Tuning programs#

Note

PRO The features described in this page are only available on a paid version of the Tumult Platform. If you would like to hear more, please contact us at info@tmlt.io.

Parameter tuning and optimization in Tumult is done with the SessionProgramTuner class, an abstract base class that defines the interface for tuning SessionPrograms.

To tune a specific program, users should subclass SessionProgramTuner, passing their SessionProgram as the program class argument.
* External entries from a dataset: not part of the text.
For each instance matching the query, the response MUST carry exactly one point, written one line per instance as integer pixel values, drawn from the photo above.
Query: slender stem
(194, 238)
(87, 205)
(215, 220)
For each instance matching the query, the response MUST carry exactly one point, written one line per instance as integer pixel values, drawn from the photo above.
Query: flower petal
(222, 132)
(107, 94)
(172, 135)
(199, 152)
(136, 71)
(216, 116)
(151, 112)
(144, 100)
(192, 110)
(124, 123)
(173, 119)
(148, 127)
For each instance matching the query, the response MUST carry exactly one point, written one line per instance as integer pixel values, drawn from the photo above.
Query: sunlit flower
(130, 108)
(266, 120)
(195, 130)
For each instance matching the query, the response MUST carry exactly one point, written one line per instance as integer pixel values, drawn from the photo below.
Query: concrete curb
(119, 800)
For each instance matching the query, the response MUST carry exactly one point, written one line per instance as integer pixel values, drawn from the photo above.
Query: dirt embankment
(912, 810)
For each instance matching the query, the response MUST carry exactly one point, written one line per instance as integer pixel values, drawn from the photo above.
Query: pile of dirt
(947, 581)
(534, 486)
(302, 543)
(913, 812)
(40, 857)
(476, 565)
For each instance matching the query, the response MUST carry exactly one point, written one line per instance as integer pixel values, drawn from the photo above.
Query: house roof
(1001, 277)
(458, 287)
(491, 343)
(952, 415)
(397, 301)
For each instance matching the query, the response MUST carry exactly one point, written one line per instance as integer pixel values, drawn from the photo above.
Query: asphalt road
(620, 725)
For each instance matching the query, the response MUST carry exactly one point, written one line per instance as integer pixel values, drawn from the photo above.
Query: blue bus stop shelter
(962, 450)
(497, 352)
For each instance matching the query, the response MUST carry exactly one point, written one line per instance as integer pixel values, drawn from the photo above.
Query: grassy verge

>>> class Program(SessionProgram):
...     class ProtectedInputs:
...         protected_df: DataFrame
...     class Outputs:
...         b_sum: DataFrame
...     class Parameters:
...         low: int
...         high: int
...     def session_interaction(self, session: Session):
...         low = self.parameters["low"]
...         high = self.parameters["high"]
...         a_values = KeySet.from_dict({"a": ["x", "y"]})
...         sum_query = QueryBuilder("protected_df").groupby(a_values).sum("b", low, high)
...         b_sum = session.evaluate(sum_query, self.privacy_budget)
...         return {"b_sum": b_sum}
>>> class Tuner(SessionProgramTuner, program=Program):
...     @joined_output_metric(name="root_mean_squared_error", output="b_sum", join_columns=["a"])
...     @staticmethod
...     def compute_rmse(joined_output: DataFrame):
...         err = sf.col("b_sum_dp") - sf.col("b_sum_baseline")
...         rmse = joined_output.agg(sf.sqrt(sf.avg(sf.pow(err, sf.lit(2)))).alias("rmse"))
...         return rmse.collect()[0]["rmse"]
...
...     metrics = [
...         MedianRelativeError(
...             output="b_sum",
...             measure_column="b_sum",
...             name=f"mre_{index}",
...             join_columns=["a"],
...         )
...     ]

Just like a SessionProgram, once a subclass of SessionProgramTuner is defined, it can be instantiated using the automatically-generated builder for that class. Unlike a SessionProgram, you can pass Tunable objects to the builder methods instead of concrete values.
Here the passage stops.